A co-expression network analysis using the 20,491 genes expressed in the endosperm (FPKM ≥ 1) was conducted to scrutinize the regulation of starch and protein biosynthesis. Soft clustering was employed to allow genes to belong to multiple clusters. Among the 12 co-expression modules (Supplementary Fig. 11; Supplementary Data 11), modules 8 and 12 exhibited significant enrichment (FDR < 0.05) in starch biosynthesis-related genes, as determined by Fisher’s Exact Test (Fig. 5a, Supplementary Fig. 12 a, b). In addition, genes from the same modules were associated with diverse functional categories such as proteosome activity, N-glycan biosynthesis, participation in the tricarboxylic acid (TCA) cycle, spliceosome activity, amino acid synthesis, oxidative phosphorylation, and DNA replication (Fig. 5b). Gene Network Analyzer analysis of these modules identified 361 as hub genes based on two criteria: gene degree of connectivity ≥ 5 in the hub module and gene module membership > 0.8. Many hub genes encode proteins participating in the TCA cycle, ribosome biogenesis, oxidative phosphorylation, DNA replication, starch, and sucrose metabolism. For example, the top 10 highly connected genes (Supplementary Data 12) included genes that code for succinate dehydrogenase, metallopeptidase M24 family proteins, the translation initiation factor 3B family, and elongation factor 1-gamma 3. These results indicate that the core enzymes in starch synthesis are regulated by the identified hub genes. For instance, Sobic.007G023400, one of the hub genes, encodes the succinate dehydrogenase iron-protein subunit (SDHB), a crucial component of the succinate dehydrogenase enzyme complex that is essential for the TCA cycle, Krebs cycle, and the electron transport chain during cellular respiration77. Notably, two genes involved in starch branching, Sobic.001G083900 (SbPHOL) and Sobic.003G358600 (SbPHOH), were also identified as hub genes, emphasizing their regulatory role in starch biosynthesis.

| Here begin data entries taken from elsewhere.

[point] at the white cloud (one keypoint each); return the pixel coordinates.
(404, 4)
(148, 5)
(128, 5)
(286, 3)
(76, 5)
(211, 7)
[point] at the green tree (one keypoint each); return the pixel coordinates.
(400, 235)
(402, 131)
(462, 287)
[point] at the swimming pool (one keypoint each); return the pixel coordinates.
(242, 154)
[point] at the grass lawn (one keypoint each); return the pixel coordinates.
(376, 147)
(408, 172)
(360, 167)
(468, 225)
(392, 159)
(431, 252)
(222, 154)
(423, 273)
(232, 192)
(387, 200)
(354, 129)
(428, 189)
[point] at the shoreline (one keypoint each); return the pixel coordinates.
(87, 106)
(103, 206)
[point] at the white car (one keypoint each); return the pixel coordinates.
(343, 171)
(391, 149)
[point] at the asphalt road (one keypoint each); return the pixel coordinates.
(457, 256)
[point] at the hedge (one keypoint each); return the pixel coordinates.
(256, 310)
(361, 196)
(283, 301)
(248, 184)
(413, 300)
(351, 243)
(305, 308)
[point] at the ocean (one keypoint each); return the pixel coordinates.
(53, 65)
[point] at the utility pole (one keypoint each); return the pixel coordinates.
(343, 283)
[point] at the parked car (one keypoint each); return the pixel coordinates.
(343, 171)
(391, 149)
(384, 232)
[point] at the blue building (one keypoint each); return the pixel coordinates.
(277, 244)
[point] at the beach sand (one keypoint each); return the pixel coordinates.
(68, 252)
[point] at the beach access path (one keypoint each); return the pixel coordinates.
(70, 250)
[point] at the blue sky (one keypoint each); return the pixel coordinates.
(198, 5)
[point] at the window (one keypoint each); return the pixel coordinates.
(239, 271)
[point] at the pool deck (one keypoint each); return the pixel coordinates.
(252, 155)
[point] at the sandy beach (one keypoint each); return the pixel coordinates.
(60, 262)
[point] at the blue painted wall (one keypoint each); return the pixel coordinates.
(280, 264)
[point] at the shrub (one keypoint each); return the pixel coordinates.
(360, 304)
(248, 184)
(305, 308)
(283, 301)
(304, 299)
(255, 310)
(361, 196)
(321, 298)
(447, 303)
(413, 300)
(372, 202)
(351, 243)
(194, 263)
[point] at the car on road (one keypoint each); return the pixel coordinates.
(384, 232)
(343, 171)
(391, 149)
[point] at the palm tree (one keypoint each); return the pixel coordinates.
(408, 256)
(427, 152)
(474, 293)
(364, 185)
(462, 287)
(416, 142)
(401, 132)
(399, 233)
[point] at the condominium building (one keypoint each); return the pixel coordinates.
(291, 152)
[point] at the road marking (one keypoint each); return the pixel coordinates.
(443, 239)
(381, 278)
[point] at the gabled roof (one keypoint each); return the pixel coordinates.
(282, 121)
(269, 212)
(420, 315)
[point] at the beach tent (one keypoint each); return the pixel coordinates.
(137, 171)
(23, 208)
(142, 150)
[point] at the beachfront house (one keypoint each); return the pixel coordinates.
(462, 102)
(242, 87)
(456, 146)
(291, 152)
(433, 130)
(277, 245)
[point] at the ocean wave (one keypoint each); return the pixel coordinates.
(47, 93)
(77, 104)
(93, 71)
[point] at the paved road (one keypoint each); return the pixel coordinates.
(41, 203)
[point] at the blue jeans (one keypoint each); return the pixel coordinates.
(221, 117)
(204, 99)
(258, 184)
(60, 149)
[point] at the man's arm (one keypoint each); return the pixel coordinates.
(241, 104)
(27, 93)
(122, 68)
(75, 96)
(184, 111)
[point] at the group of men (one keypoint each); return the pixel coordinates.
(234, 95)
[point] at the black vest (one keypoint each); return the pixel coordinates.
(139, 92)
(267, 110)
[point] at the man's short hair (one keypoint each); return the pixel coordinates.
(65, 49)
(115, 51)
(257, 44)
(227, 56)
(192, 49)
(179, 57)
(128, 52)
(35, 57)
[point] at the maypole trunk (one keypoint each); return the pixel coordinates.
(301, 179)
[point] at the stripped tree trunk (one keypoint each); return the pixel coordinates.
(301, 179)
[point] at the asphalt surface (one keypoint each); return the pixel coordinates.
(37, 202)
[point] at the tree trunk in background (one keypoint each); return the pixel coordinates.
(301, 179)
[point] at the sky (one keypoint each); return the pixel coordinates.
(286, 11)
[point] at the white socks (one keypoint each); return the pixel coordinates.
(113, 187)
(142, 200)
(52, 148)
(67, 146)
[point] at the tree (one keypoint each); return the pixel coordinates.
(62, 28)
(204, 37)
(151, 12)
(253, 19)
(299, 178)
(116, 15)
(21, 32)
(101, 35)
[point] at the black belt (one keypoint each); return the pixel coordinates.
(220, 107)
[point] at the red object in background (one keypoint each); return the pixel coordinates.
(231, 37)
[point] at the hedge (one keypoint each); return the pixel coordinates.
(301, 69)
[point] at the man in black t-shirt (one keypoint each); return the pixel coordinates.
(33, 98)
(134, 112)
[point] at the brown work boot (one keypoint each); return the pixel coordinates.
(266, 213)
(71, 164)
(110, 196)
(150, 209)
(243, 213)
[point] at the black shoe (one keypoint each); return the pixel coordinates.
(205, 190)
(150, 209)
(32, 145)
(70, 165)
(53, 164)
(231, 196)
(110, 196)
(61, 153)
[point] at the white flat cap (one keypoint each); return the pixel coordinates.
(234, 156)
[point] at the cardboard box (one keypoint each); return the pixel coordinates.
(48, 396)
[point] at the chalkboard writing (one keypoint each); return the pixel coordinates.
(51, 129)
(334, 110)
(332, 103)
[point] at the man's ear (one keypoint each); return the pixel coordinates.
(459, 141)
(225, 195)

Clustering analysis using the Mfuzz package. The fuzzy c-means clustering algorithm uses a soft partitioning clustering method. Twelve co-expression modules were obtained. Yellow or green lines correspond to genes with a low membership value, whereas red and purple lines correspond to genes with a high membership value. Most genes showed a high membership value. Module numbers and the corresponding P-value are included above each cluster. a Modules 8 and 12 showed significant enrichment (FDR < 0.05) for starch biosynthesis-related genes using Fisher’s Exact Test. b GO-enrichment analysis of genes enriched in modules 8 and 12, visualized as a network. c Modules 8 and 12 showed enrichment (FDR < 0.05) for kafirin biosynthesis-related genes using Fisher’s Exact Test. d GO-enrichment analysis of genes enriched in modules 4 and 10, visualized as a network. Node colors represent enrichment significance (FDR < 0.05), node size indicates gene set size, and edge thickness signifies gene overlap. The analysis was performed using ShinyGO.
Among the 12 co-expression modules in the endosperm (Supplementary Fig. 11), modules 10 and 4 exhibited significant enrichment (FDR < 0.05) for kafirin genes (Fig. 5c; Supplementary Fig. 12c). Specifically, Module 4 encompasses 15 α-kafirin genes, while Module 10 includes six α-kafirin genes and two γ-kafirins. The β-kafirin and δ-kafirin genes were present in Modules 2 and 5, respectively. These findings indicated that different types of kafirins are synthesized at different stages of seed development. Notably, β- and δ-kafirins were expressed exclusively in the later stages of endosperm development (20–25 dpa), while α-kafirin expression spans from 15 to 25 dpa in wild-type sorghum.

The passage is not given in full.